Tableau 1 : Ajustements posologiques après le début du traitement

Kaliémie (mmol/L)

Action

Ajustement de posologie

< 5,0

Augmentation

25 mg tous les 2 jours à 25 mg une fois par jour.

25 mg une fois par jour à 50 mg une fois par jour.

5,0 - 5,4

Maintien

Pas d'ajustement de posologie.

5,5 - 5,9

Diminution

50 mg une fois par jour à 25 mg une fois par jour.

25 mg une fois par jour à 25 mg tous les deux jours.

25 mg tous les deux jours à interruption du traitement.

≥ 6,0

Interruption

Sans objet.

Après une interruption du traitement par éplérénone en raison d'une kaliémie ≥ 6,0 mmol/L, le traitement pourra être repris à la posologie de 25 mg tous les deux jours dès que la kaliémie sera redescendue en dessous de 5,0 mmol/L.

Population pédiatrique

La sécurité et l'efficacité de l'éplérénone chez les enfants et les adolescents n'ont pas été établies. Les données actuellement disponibles sont décrites aux rubriques Propriétés pharmacodynamiques et Propriétés pharmacocinétiques.

Personnes âgées

Aucun ajustement initial de posologie n'est nécessaire chez les personnes âgées. En raison de la diminution de la fonction rénale liée à l'âge, le risque d'hyperkaliémie est augmenté dans cette population. Ce risque peut être également plus élevé quand il existe également une co‑morbidité associée à une exposition systémique plus importante, en particulier dans l'insuffisance hépatique légère à modérée. Un contrôle régulier de la kaliémie est recommandé (voir rubrique Mises en garde et précautions d'emploi).

Insuffisance rénale

Aucun ajustement initial de posologie n'est nécessaire chez les patients présentant une insuffisance rénale légère. Un contrôle régulier de la kaliémie avec un ajustement des doses selon le tableau 1 est recommandé.

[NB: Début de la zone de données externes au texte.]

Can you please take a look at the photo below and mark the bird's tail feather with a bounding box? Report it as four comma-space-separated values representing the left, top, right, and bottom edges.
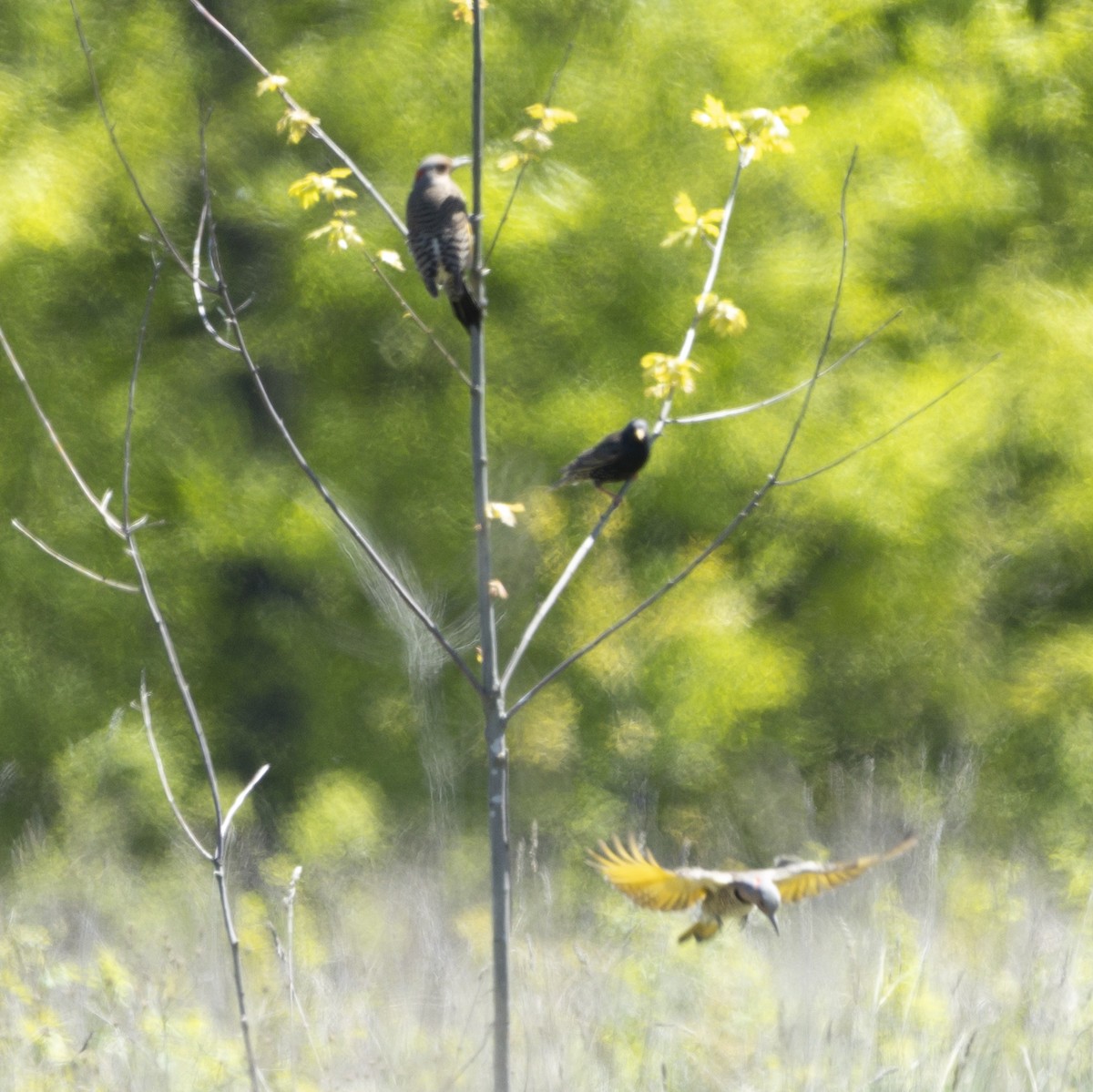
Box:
452, 283, 482, 330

Chez les patients présentant une insuffisance rénale modérée (ClCr 30-60 ml/min) le traitement doit être initié à 25 mg tous les deux jours, avec ajustement de la dose en fonction de la kaliémie (voir tableau 1). Une surveillance régulière de la kaliémie est recommandée (voir rubrique Mises en garde et précautions d'emploi).

Il n'y a pas de données chez les patients ayant une ClCr < 50 ml/min présentant une insuffisance cardiaque après un infarctus du myocarde. L'utilisation de l'éplérénone chez ces patients doit être effectuée avec prudence. Les doses supérieures à 25 mg par jour n'ont pas été étudiées chez les patients ayant une ClCr < 50 ml/min.

L'utilisation chez les patients atteints d'insuffisance rénale sévère (ClCr < 30 ml/min) est contre‑indiquée (voir rubrique Contre-indications).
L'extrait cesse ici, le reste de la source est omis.